Differential pressure transducer 86 is interconnected with T-connector 82 by conduit 89 and waveguide 90. Differential transducer 86 includes two pressure input ports 87, 88. As known in the art, differential pressure transducer 86 compares the pressures appearing at ports 87, 88 and generates an electrical signal corresponding to the difference in those pressures. Waveguide 90 is connected between port 88 of transducer 86 and arm 85 of T-connector 82. Conduit 89 is connected between pressure port 87 of transducer 86 and arm 84 of T-connector 82. The electrical output generated by differential transducer 86 is communicated to signal processing and recording apparatus (not shown) via conductor 96. Transducer 86 may be any of the conventionally known differential transducers presently used for measuring pressures in mud pulses. One transducer found to be particularly suited for the present invention is transducer model No. 1151HP manufactured by Rosemount Inc. of Eden Prairie, Minn.
It is preferred that waveguide 90 comprise a flexible hose 94, although it may also be constructed of rigid conduit or tubing, for example.
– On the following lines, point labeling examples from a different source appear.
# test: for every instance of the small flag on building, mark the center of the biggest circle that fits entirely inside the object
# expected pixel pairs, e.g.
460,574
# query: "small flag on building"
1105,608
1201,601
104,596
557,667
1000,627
Hose 94 may be identical to hose 42 previously described with respect to FIG. 2. Importantly, hose 94 must have a sufficient length for it to function as a waveguide and cause at least a doubling of the pressure signal amplitude at pressure port 88 of transducer 86.
Conduit 89 is shorter than waveguide 90 so as to create a different pressure for sensing by differential pressure transducer 86. Conduit 89 may be very short relative to the length of hose 42 and need not function as a waveguide. Conduit 89 may comprise a flexible hose or may be constructed from rigid conduit or tubing.
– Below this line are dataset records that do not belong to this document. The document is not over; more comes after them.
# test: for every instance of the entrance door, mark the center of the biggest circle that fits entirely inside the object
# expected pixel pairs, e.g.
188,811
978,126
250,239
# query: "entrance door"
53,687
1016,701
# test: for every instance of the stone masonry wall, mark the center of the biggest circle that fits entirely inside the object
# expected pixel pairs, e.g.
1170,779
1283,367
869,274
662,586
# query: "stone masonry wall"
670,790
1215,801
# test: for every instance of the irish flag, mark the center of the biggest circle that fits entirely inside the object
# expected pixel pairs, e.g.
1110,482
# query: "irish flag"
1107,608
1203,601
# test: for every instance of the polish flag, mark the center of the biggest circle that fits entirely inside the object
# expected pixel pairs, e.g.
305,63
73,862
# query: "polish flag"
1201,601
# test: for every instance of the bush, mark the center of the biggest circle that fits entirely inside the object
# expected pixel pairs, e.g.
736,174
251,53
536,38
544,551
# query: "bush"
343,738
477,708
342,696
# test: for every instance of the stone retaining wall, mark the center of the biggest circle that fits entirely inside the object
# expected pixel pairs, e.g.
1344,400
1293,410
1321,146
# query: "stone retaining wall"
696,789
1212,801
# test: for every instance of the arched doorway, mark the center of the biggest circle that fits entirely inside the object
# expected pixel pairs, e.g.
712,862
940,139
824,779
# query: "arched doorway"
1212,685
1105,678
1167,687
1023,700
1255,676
T-connector 82, waveguide 90 and conduit 89 are filled with drilling fluid or another fluid so as to supply good acoustic paths for the pressure pulses 26. In an experiment where both waveguide 90 and conduit 89 were made of hydraulic hose having an internal diameter of one-quarter inch and were filled with the same drilling mud as was circulated in stand pipe 22, pressure transducer 86 measured a differential pressure amplitude that was double that incident at pressure port 30 where hose 90 was approximately 100 feet long and conduit 89 was approximately 3 feet long.
To provide for a better signal-to-noise ratio at detector 106, waveguide 90 may be filled with a fluid having a higher viscosity than the viscosity of the drilling mud 28 so as to more quickly damp out the higher frequency noise, such as that generated by mud pumps 18. In such an instance, waveguide 90 would include an internal membrane 48, such as that described with respect to FIG. 4, adjacent to T-connector 82 to prevent the noise-dampening fluid from becoming mixed with drilling mud 28. Alternatively, or additionally, detector 106 may be modified so as to create an even larger pressure differential at transducer 86 by substituting for waveguide 90, the waveguide 70 described with respect to FIG. 5. A waveguide 70 having a segment with a reduced inside diameter in relation to the rest of the waveguide may yield a quadrupling or more in the amplitude of the pressure signal detected by differential pressure transducer 86.
While the preferred embodiments of the invention have been shown and described, modifications thereof can be made by one skilled in the art without departing from the spirit and teachings of the invention. The embodiments described herein are exemplary only, and are not limiting. Many variations and modifications of the invention and apparatus disclosed herein are possible and are within the scope of the invention. Accordingly, the scope of protection is not limited by the description set out above, but is only limited by the claims which follow, that scope including all equivalents of the subject matter of the claims.